To setup the environment, run the following commands to install the required dependencies (recommended in a virtual environment):
# install packages
pip install -r requirements.txt
# install efficient-attention library
pip install -e efficient-attention
# OPTIONAL: install fairseq library for running language tasks
cd fairseq
python3 setup.py build develop
cd ..
efficient-attention
is a small self-contained codebase that collects several efficient attention mechanisms.
- For arguments specific to each attention mechanism, please check the
add_attn_specific_args()
class method in the corresponding python file. - To pass these arguments to the
argparse
parser, follow the following code snippet:
import argparse
from efficient_attention import AttentionFactory
# ...
parser = argparse.ArgumentParser()
parser.add_argument('--attn-name', default='softmax', type=str, metavar='ATTN',
help='Name of attention model to use')
# ...
temp_args, _ = parser.parse_known_args()
# add attention-specific arguments to the parser
# struct_name: name of the inner namespace to store all attention-specific arguments
# prefix: prefix to prepend to all argument names
# for example, if prefix = encoder-attn, then for the argument --window-size
# we need to pass --encoder-attn-window-size
# this is useful to avoid argument name conflicts.

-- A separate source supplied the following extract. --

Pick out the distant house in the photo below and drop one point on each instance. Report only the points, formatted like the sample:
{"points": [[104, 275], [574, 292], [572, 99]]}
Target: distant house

efficient_attention.AttentionFactory.add_attn_specific_args(parser, temp_args.attn_name, struct_name="attn_args", prefix="")
# parse arguments to a namespace that supports nested attributes
args = parser.parse_args(namespace=efficient_attention.NestedNamespace())
# now we can access the attention-specific arguments via args.attn_args
print(args.attn_args.window_size)
In a torch.nn.Module
class, you can create an efficient attention module as follows:
# we might want to pass attention-specific arguments to the attention module
# along with other related arguments
attn_args = {
**vars(args.attn_args),
**{
'dim': args.embed_dim,
'num_heads': args.num_heads,
'qkv_bias': args.qkv_bias,
'attn_drop': args.attn_drop_rate,
'proj_drop': args.drop_rate,
}
}
self.attn = AttentionFactory.build_attention(attn_name = attn_name, attn_args = attn_args)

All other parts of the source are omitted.